– Абсолютно здоров! – сказал терапевт, мельком взглянув на его анализы, и доверительно понизил голос: – Но знаете, мне и самому давно все опротивело… Так я картошечку жареную любил, а теперь как картон жуешь.
В тринадцатом, кажется, романе Рукавишников сломал жизнь человеку следующим описанием: «…она сохранила приятную упругость, которая свойственна хорошо прожаренной, но не передержанной картошке. Золотистые ломтики были посыпаны мелко нарезанным укропом и еще шкворчали от жара недавно снятой с огня сковородки…»
Первый раз Рукавишников заподозрил неладное еще в старших классах, когда посвятил Катюше из параллели неловкое стихотворение, начало которого помнил до сих пор: «Любовь моя, ты – пламя, ты – пожар, ты – рыжий всполох на моих дорогах…» Потом там шел какой-то штамп про изумруд глаз и не слишком удачная рифма «дар – удар», но он все-таки отважился прочитать его Катюше вслух, когда провожал ее однажды домой после уроков. Уже на последних строках, в которых было что-то про счастье и смысл жизни, все изменилось. Из школы Рукавишников выходил вслед за пленительной девой из рыцарской баллады, а к подъезду подходил с обыкновенной девчонкой – растрепанные косы цвета ржавчины, глаза – какие там изумруды – болотце! – в общем, ничего примечательного. Как ни странно, Катюша купилась на стихотворение и даже позволила немного пощупать себя под блузкой, но на следующий день Рукавишников, к ее недоумению, сделал вид, что они не знакомы.

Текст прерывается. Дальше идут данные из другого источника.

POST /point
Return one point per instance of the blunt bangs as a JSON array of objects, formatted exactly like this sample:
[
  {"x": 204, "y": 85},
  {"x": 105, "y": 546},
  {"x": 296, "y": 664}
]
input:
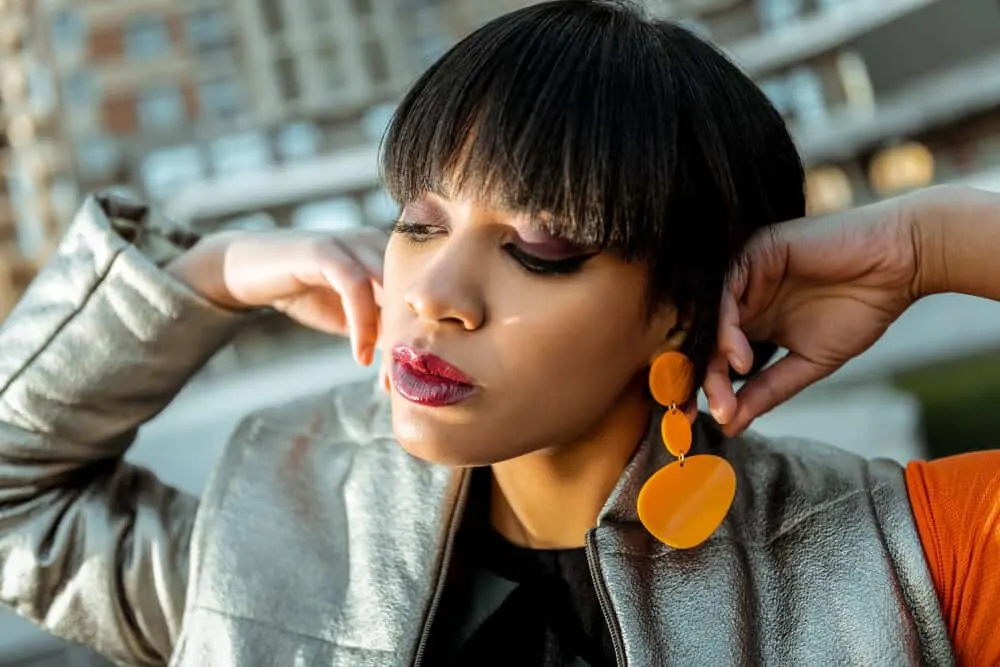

Он не часто выбирался из краснореченской берлоги в столичный ареал, где обитал костяк современных литераторов, но и до него доходил их вселенский ной о том, что все уже описано. Мир оказался исчерпаем, образы, как нефть и железные руды, имели предел. Осени, конечно, не повезло. Но там еще на очах очарованья все началось. Звездное небо так затерли до дыр, что однажды, несмотря на безоблачную погоду, после серенького заката ни одной звезды не взошло. Никто этого, правда, не заметил, кроме дальнобойщика, который остановился на трассе между двумя населенными пунктами, вышел в поле отлить и встретился глазами с черной дырой, в которую превратилось небо. Рукавишников не догадывался, что после его восемнадцатой книги вымерли красные розы. Других оттенков еще оставались, а вот миллионы классических алых перевелись. Не потому, что он как-то особенно их описал, просто его «рубиновые лепестки, словно губы, застывшие в поцелуе» оказались последним гвоздем в крышку розового гроба. Описаний стало так много, что розы не просто потускнели, а исчезли совсем.
Кому-то везло, кто-то находил еще вещь, которая при переводе в слова не тухла, как рыба, оставленная на солнцепеке, но книги, вылетающие из издательских печей со скоростью света, с каждым днем вымывали из нее жизнь. Писатели не унимались в желании олитературить мир до конца, снимались с насиженных мест и отправлялись кто в пустыню, кто в горы. Один организовал экспедицию на дно Марианской впадины, другой готовился к миссии на Марс. Нематериальный мир тоже растаскивали по косточкам. Историю первой вылакали до последней капли, и авторы масштабных эпосов присматривались теперь к курсам программирования. Воображение фантастов и то притупилось: как воришки, они выпотрошили до донышка мешок с волшебными мирами. Детективы и сентиментальные романы еще держались на плаву – насилие и любовь, как торф и древесина, казались возобновляемыми ресурсами, но кто знал, когда и они исчерпают свой лимит.
Таких графоманов, как Эмиль Ширин, которые пекли одну книгу за другой, точно пирожки с начинкой из перемолотого мира, Лидия Павловна считала главными врагами человечества. Когда-то давно она шутила, что после сынища можно не мыть тарелки – вечно голодный растущий организм вылизывал их до скрипа, – вот кого писатели ей напоминали. Библиотечные экземпляры всех двадцати шести романов Ширина, пожалуй, могли выиграть в конкурсе на самые замусоленные страницы фонда. Лидия Павловна не читала ни одной, вернее, попыталась разок: открыла наугад какой-то его ранний роман, прочитала «косые лучи заходящего солнца» и захлопнула.